By staying focused on SMART goals over time, you’ll be sure to reach your strategic business objectives.

Marketing Objective Examples to Get You Started

The marketing objectives that enterprises use depend on their business stage and position in the marketplace. It’s best to adopt only two or three at a time, and those you execute get determined by your business’ strategic objectives and what is best for your firm.

Increase Sales & Revenue

This may seem like an obvious marketing objective, but your focus may be as simple as selling more products or services.

Increase Profit

Selling more may not be the ideal way to achieve this goal. Reducing your overhead costs or cost per acquisition may be.

Increase Brand Awareness

If your company or brand is young or only known to a small audience, it might be in your organization’s best interest to focus on expanding your reach. Increasing your social media presence is an excellent way to introduce new audiences to your brand. Master the social media marketing basics for increasing your followers and succeeding on social media.

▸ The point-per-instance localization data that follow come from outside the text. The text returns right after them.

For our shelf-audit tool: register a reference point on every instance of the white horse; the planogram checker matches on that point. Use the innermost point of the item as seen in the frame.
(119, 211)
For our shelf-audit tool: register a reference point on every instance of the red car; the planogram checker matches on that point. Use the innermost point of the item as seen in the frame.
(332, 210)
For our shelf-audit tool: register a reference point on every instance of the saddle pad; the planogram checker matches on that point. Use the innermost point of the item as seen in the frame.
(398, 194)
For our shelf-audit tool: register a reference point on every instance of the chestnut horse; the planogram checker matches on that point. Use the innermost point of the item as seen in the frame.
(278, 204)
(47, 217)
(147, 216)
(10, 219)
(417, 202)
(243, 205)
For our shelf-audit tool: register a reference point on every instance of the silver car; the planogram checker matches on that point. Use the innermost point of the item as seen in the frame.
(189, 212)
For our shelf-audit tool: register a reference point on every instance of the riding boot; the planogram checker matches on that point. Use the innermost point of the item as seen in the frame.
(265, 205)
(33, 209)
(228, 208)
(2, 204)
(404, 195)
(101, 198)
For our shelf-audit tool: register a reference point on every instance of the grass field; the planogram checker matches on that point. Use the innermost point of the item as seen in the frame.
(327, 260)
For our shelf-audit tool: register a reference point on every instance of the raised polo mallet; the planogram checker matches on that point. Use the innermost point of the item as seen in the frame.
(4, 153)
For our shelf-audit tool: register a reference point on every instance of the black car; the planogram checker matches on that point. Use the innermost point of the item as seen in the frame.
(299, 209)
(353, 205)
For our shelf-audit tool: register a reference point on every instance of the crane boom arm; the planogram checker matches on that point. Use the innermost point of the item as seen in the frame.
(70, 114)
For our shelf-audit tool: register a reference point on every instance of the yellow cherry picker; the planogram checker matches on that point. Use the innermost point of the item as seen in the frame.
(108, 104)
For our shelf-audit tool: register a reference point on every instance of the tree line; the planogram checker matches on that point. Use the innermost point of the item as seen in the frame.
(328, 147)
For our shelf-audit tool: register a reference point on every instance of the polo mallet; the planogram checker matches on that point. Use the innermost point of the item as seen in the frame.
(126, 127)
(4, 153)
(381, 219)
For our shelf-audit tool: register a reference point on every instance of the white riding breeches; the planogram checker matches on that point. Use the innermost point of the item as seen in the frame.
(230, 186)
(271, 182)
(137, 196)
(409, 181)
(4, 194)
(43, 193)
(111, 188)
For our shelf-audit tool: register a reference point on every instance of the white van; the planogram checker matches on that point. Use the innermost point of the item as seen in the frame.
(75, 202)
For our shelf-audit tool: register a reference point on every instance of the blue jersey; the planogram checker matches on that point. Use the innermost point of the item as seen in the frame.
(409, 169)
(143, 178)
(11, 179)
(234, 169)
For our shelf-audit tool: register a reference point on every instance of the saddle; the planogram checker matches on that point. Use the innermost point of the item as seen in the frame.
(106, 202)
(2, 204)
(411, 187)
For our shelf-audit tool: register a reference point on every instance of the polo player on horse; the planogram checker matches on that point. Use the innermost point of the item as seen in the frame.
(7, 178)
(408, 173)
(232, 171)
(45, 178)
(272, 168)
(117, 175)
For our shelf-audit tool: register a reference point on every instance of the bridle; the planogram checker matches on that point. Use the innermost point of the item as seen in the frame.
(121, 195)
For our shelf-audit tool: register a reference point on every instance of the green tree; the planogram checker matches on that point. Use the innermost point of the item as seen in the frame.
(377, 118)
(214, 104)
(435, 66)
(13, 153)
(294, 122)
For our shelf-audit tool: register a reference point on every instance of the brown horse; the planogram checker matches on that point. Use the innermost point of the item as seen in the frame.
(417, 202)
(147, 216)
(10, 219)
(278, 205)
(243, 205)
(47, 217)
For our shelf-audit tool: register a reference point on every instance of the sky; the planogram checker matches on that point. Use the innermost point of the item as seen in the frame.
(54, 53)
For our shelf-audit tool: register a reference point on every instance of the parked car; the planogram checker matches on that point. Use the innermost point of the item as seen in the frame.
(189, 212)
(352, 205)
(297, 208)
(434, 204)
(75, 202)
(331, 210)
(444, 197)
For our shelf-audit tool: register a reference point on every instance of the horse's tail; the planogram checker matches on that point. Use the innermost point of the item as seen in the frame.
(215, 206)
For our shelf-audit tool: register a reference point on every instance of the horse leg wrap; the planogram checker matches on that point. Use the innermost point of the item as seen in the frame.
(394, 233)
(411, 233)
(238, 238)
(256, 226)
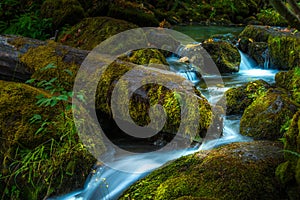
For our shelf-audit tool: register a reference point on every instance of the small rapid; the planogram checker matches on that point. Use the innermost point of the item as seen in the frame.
(108, 183)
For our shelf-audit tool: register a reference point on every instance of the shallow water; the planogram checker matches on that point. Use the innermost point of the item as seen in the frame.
(109, 182)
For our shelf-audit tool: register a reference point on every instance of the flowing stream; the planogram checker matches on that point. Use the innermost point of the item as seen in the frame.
(107, 183)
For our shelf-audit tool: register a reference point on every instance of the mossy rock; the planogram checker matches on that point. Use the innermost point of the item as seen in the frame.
(62, 12)
(283, 45)
(289, 172)
(264, 118)
(236, 100)
(49, 61)
(149, 93)
(37, 164)
(224, 54)
(260, 53)
(145, 57)
(290, 81)
(90, 32)
(239, 170)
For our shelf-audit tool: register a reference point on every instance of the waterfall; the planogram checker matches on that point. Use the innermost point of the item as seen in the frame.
(247, 63)
(184, 69)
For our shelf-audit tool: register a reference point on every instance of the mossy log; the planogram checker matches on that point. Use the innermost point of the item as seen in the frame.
(13, 47)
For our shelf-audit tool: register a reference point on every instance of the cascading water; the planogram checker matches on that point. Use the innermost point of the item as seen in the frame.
(109, 183)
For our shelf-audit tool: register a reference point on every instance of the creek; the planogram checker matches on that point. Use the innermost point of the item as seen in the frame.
(108, 183)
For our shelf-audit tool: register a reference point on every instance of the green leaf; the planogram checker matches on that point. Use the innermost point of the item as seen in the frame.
(69, 72)
(62, 98)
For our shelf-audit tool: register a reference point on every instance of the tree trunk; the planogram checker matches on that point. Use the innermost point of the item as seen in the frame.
(12, 47)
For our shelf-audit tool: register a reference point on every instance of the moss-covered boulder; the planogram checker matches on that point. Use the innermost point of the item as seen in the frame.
(289, 172)
(283, 45)
(290, 81)
(151, 86)
(265, 116)
(51, 61)
(92, 31)
(62, 12)
(235, 171)
(40, 151)
(238, 99)
(146, 56)
(224, 54)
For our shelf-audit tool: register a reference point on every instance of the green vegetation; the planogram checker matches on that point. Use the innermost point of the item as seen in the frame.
(240, 170)
(41, 152)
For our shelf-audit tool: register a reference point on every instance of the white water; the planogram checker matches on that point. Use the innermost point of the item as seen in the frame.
(108, 183)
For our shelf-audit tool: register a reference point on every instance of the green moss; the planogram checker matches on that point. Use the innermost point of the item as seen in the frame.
(238, 99)
(36, 59)
(241, 170)
(62, 12)
(150, 94)
(290, 81)
(38, 164)
(284, 51)
(265, 116)
(284, 172)
(90, 32)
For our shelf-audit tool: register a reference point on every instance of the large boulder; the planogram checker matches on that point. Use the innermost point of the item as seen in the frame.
(238, 99)
(265, 116)
(282, 45)
(62, 12)
(240, 170)
(225, 56)
(289, 172)
(170, 90)
(40, 151)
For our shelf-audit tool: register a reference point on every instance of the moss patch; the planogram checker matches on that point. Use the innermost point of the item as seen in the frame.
(241, 170)
(36, 164)
(62, 12)
(265, 116)
(238, 99)
(37, 59)
(284, 46)
(150, 94)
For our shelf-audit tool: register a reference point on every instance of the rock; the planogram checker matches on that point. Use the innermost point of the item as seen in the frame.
(224, 54)
(236, 100)
(90, 32)
(238, 170)
(153, 93)
(62, 12)
(288, 172)
(265, 116)
(283, 45)
(290, 81)
(50, 162)
(63, 64)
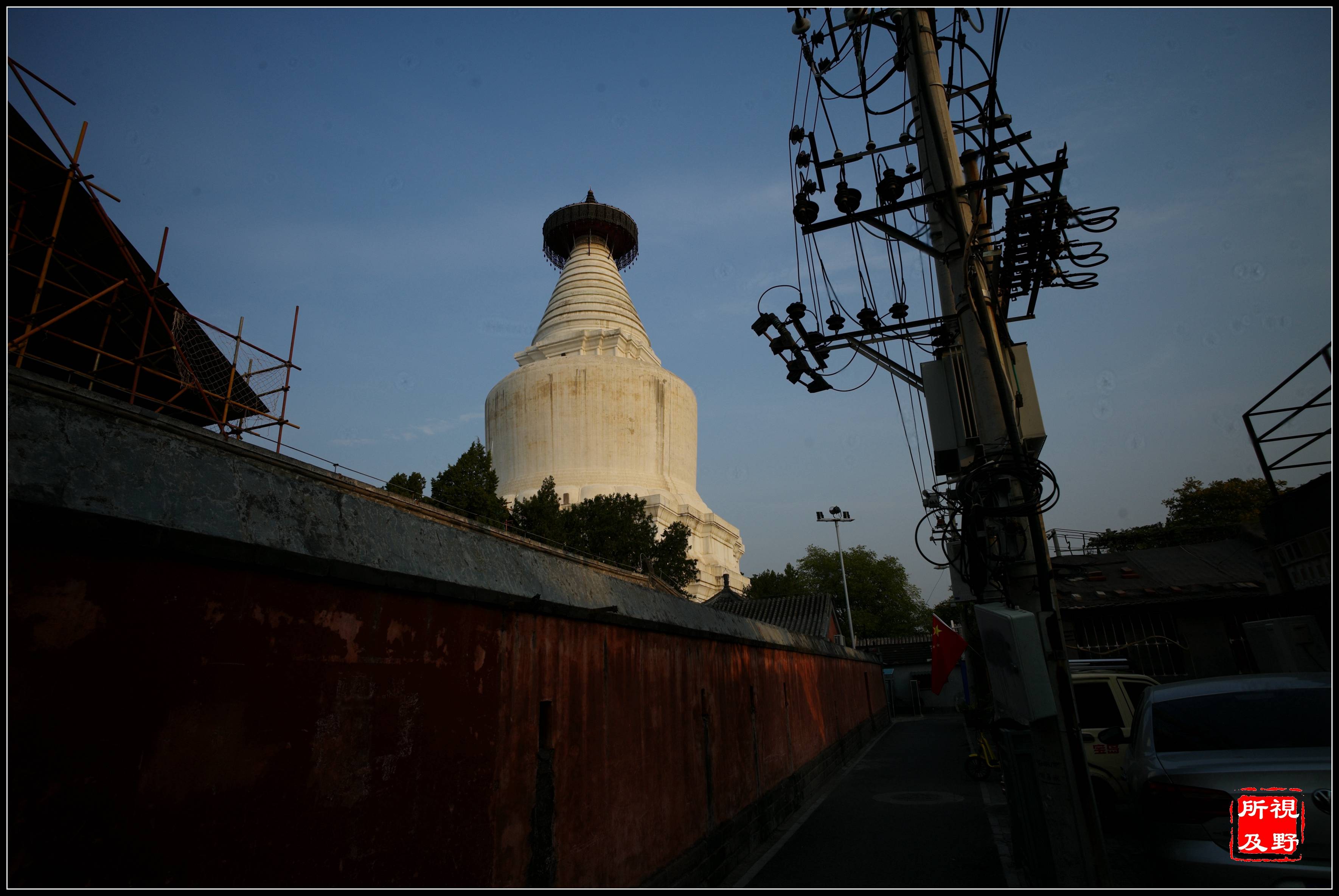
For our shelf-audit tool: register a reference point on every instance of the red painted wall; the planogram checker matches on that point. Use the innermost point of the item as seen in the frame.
(184, 722)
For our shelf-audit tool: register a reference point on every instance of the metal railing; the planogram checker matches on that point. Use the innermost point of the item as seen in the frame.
(114, 327)
(1070, 541)
(1260, 440)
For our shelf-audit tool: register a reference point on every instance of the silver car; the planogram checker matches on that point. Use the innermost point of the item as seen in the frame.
(1196, 743)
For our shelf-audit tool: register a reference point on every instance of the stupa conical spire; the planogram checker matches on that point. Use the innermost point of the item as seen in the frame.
(590, 311)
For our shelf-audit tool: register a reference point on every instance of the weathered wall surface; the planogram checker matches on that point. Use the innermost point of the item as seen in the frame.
(228, 667)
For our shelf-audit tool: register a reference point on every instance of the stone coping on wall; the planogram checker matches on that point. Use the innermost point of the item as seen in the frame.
(74, 451)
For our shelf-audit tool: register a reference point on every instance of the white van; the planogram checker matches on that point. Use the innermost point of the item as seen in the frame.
(1108, 700)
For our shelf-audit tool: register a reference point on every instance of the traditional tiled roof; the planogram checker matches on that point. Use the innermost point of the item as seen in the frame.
(898, 651)
(1230, 568)
(804, 614)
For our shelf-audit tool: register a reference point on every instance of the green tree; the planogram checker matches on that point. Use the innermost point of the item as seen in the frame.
(884, 603)
(617, 528)
(541, 515)
(471, 487)
(1196, 513)
(611, 527)
(1223, 501)
(770, 583)
(410, 485)
(670, 556)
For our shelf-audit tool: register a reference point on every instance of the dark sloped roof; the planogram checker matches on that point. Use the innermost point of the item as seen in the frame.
(1230, 568)
(803, 614)
(899, 651)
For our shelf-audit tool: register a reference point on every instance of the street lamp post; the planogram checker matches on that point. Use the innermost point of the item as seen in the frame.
(837, 519)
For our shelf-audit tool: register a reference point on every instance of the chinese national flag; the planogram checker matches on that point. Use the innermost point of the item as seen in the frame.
(946, 649)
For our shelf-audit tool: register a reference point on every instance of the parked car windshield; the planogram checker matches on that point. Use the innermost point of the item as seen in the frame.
(1243, 721)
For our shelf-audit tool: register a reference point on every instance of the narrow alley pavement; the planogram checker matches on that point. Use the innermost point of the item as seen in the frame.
(904, 816)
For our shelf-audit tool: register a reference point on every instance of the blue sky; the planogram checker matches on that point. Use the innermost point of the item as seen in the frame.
(389, 172)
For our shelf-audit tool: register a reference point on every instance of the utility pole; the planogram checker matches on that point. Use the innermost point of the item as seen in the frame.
(840, 518)
(966, 295)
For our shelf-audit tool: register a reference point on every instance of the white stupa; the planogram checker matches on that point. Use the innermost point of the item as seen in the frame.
(591, 404)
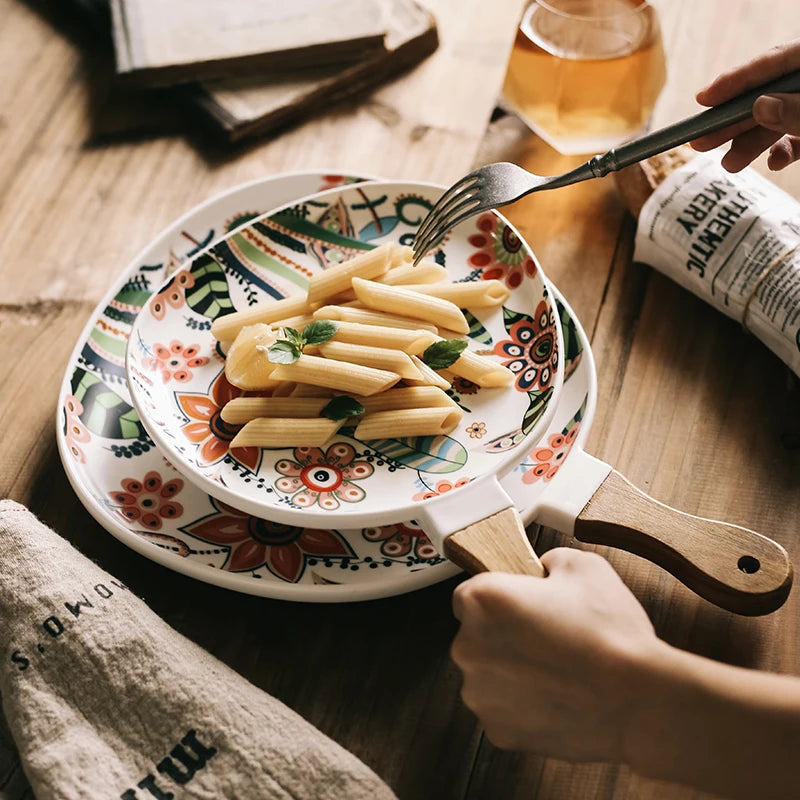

Promote New Goods or Services

If you’re introducing a new product or service, then one of your marketing objectives should include creating an effective promotional strategy for your new offerings. For consistency, your strategy for this marketing objective should align with your strategy for increasing brand awareness.

Grow Your Customer Base

This goal might be relevant if you already have a loyal client base or are trying to reach new audiences, customers and clients. Finding new customers requires targeted customer lead generation strategies specific to your audience.

Effective lead generation strategies include inbound or content marketing, like writing relevant blog posts or producing educational videos. You might start an email newsletter, if you haven’t already, or revamp the one you have. There are a variety of tools you can add to your marketing mix to grow your customer base. Research the ones that will work best for your business.

Retain or Up-Sell Existing Customers

Rather than focusing on acquiring new customers, concentrate on retaining and nurturing your existing customers or up-selling them. This depends on your business model. It might be an excellent strategy for your business if you have a high customer lifetime value.

But, if not, identify any reasons you’re losing customers and determine the best ways to keep customers loyal because it’s often more profitable and less stressful to keep current ones.

Expand into a New Target Market

Your company may have a goal of expanding into a new industry or area. This will require rethinking some of your strategic plans and developing solid expansion objectives. Make certain your business is positioned financially and with the right expertise for the expansion goals you want to achieve. This level of growth brings new challenges, and it’s important you’re prepared to meet them.